No matter how often people across the globe trumpet their claims that the political and economic warfare movement known as BDS (the Boycott of, Divestment from and Sanctions against Israel) is racking up victories, the reality is quite different.
Just this past week a slew of American film and television actors traveled to the Jewish State to see its wonders first hand. Not to put too fine a point on it, one of the primo wonders, as far as this large group of actors were concerned, was the wine being produced in Israel.
In the group which numbered nearly a dozen, there were stars of current television shows such as C.S. Lee, star of “Dexter,” and Anson Mount IV, of “Hell on Wheels,” a historical drama about the transcontinental railroad.
There was even a mother-daughter pair on the trip. The mother, Lea Thompson, has been a film and television star for several decades.
Thompson starred in all three “Back to the Future” hit movies from the mid- to late 1980’s, and starred in the 1990‘s sitcom, Caroline in the City.
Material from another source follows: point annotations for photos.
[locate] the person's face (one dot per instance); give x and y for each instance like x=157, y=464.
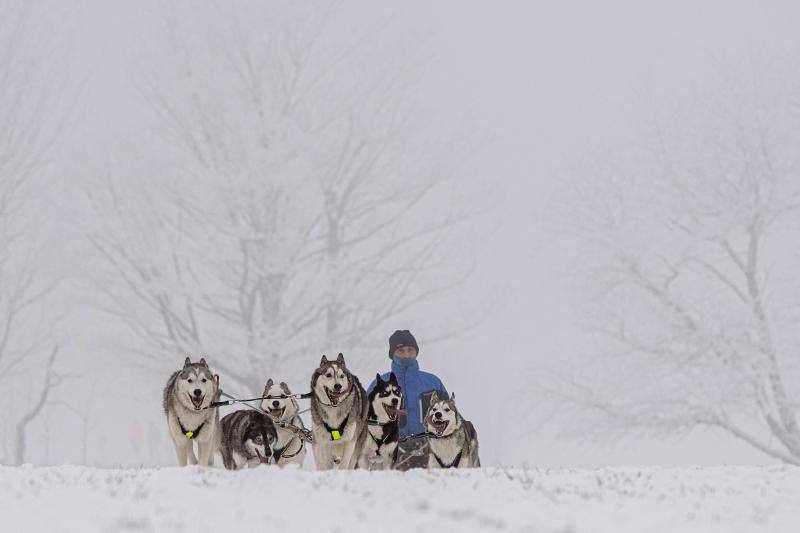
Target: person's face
x=406, y=352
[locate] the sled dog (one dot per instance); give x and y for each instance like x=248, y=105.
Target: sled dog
x=187, y=393
x=247, y=439
x=339, y=413
x=379, y=451
x=453, y=440
x=288, y=448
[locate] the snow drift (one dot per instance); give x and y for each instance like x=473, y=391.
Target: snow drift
x=84, y=499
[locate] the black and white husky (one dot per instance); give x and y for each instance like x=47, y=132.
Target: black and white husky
x=339, y=413
x=187, y=395
x=380, y=447
x=277, y=401
x=453, y=440
x=247, y=439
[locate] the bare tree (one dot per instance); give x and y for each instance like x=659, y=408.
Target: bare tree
x=31, y=118
x=306, y=206
x=689, y=272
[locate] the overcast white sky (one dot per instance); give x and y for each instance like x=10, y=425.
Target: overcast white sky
x=547, y=81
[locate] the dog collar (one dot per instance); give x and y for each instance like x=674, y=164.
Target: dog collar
x=190, y=434
x=336, y=433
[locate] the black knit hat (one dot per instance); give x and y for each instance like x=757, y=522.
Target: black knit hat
x=401, y=338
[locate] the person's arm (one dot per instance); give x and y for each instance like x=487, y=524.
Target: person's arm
x=440, y=386
x=372, y=385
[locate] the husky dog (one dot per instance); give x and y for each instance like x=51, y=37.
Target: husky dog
x=379, y=451
x=288, y=448
x=188, y=393
x=453, y=441
x=339, y=412
x=247, y=439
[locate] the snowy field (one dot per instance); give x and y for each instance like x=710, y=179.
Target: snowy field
x=196, y=500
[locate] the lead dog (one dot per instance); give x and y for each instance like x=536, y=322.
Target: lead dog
x=279, y=403
x=379, y=451
x=453, y=441
x=339, y=413
x=247, y=439
x=187, y=394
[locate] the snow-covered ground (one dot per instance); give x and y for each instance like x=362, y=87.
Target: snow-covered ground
x=197, y=500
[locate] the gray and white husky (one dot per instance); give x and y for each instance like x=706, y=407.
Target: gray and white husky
x=379, y=451
x=453, y=440
x=247, y=439
x=339, y=413
x=188, y=393
x=288, y=448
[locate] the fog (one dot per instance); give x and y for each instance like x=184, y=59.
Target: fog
x=461, y=151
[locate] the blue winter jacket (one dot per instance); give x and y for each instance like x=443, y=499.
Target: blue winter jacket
x=413, y=382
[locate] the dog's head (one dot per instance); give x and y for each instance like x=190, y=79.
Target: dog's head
x=442, y=418
x=332, y=382
x=195, y=385
x=275, y=401
x=385, y=399
x=259, y=438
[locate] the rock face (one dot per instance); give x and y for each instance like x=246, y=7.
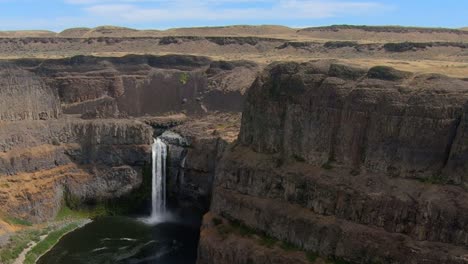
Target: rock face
x=363, y=166
x=144, y=85
x=87, y=160
x=24, y=96
x=195, y=148
x=46, y=158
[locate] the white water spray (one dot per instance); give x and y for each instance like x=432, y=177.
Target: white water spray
x=159, y=151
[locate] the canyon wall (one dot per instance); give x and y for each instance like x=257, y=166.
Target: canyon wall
x=137, y=85
x=24, y=96
x=70, y=129
x=360, y=166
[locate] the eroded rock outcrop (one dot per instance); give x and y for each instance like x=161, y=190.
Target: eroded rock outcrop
x=364, y=166
x=99, y=87
x=44, y=161
x=195, y=148
x=24, y=96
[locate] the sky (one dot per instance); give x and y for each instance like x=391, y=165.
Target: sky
x=57, y=15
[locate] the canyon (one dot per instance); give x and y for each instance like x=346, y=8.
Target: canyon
x=300, y=146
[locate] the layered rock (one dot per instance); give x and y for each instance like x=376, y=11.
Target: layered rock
x=144, y=85
x=350, y=164
x=195, y=148
x=24, y=96
x=87, y=160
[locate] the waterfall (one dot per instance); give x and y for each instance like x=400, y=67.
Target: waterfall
x=159, y=151
x=182, y=172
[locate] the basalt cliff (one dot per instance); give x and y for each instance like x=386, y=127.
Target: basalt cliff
x=322, y=157
x=346, y=164
x=78, y=131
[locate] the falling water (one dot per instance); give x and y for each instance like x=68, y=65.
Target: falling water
x=159, y=179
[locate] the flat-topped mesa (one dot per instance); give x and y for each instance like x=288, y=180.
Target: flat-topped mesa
x=24, y=96
x=381, y=120
x=327, y=159
x=137, y=85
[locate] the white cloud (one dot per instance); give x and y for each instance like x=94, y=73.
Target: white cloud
x=207, y=11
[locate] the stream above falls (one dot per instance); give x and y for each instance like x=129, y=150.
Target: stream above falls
x=120, y=240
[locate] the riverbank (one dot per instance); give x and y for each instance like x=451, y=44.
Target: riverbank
x=30, y=243
x=27, y=241
x=46, y=244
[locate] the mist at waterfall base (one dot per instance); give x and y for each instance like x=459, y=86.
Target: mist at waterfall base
x=165, y=236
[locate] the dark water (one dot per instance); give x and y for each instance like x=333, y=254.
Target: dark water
x=120, y=240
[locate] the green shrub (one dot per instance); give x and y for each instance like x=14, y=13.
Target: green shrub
x=311, y=256
x=18, y=242
x=267, y=241
x=43, y=246
x=287, y=246
x=184, y=78
x=17, y=221
x=216, y=221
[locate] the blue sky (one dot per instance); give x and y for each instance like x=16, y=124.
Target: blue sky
x=57, y=15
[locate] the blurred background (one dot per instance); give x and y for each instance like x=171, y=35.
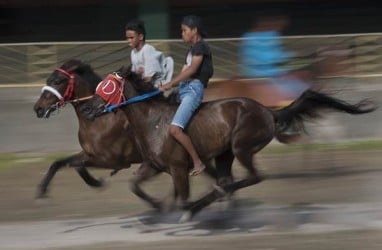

For the past two years Thompson has been in the television family drama “Switched at Birth,” and is in three films coming out within the next year and a half.
Thompson’s daughter, Zoey Deutch, starred in the film “Beautiful Creatures,” and will appear in the part of Rosemarie Hathaway in “Vampire Academy: Blood Sisters,” based on a popular book series. “Vampire Academy”comes out in 2014. Deutch is the daughter of director Howard Deutch, whom Thompson married in 1989. Zoey was raised in her father’s religion, which is Jewish.
“I love it here in Israel,” Deutch said. “We went out at night in Tel Aviv, we’ve met so many amazing people and now we taste such amazing wine,” she told one of the organizers of the trip.
After several days traveling from army bases and visiting popular tourist attractions, the celebrity group was treated to a VIP tour of the Golan Heights Winery to enjoy Israel’s award-winning wine.
“We wanted to bring the celebrities to the winery to show them that Israel is more than conflict,” Irwin Katsof, director of the program that brought these stars to Israel, said. “We spent an evening drinking amazing wine, eating a fabulous spread and showcasing such a positive aspect of Israel.”
Another actor on the trip was Korean-American actress Vivian Bang, Bang was “Soo-Mi” in Jim Carrey’s “Yes Man,” and plays Susan Sullivan in the TBS comedy series “Sullivan & Son.”
The actors were brought to Israel by a program run by the Conference of Presidents of Major American Jewish Organizations, called American Voices in Israel.